Originally known as the State Public Offices, this building, along with the two others,
is architecturally important as it represents a unique modernist 'urban ensemble'. This is an austere ensemble of high modernist concrete buildings which emphasise their grid structure. They are co-ordinated in a pleasing arrangement of contrasting scales and levels, softened by a treed walkway. Despite their severity, they relate well to the formal classicism of the adjoining 19th-century building. Their rigid, contemporary and austere design was intended to contrast with the surrounding buildings in the treasury precinct. The building's exterior, constructed primarily of masonry, with small classically proportioned window openings as well as the location of the tower to one side (1 Macarthur Street) of Old Treasury Building was an unusually sensitive response to the urban context. These buildings are important for their innovative use of pre-cast panelling incorporated as load bearing elements.

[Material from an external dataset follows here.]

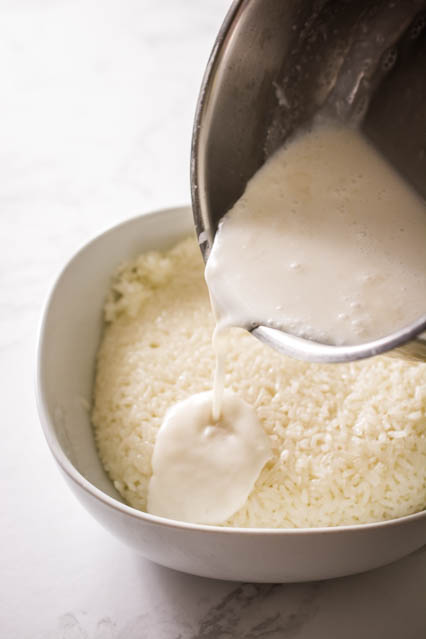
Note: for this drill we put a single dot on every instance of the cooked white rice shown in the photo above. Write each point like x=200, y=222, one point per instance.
x=349, y=440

The key influence for these 3 buildings was the urban context in which they were constructed, as well as somewhat continuing the design approach of the existing buildings in its area, all of which follow the same design principals and architecture. A key element in their design was the functions of what the buildings still perform today, the buildings currently house the Department of Premier and Cabinet, the Department of Treasury and Finance as well as ministerial officer of the Premier, Deputy Premier and Treasurer.

==Awards==
In 1970, 1 Treasury Place was 'Building of the Year', awarded by the Royal Australian Institute of Architects, and Yuncken Freeman Architects was one of the most highly regarded firms of their time.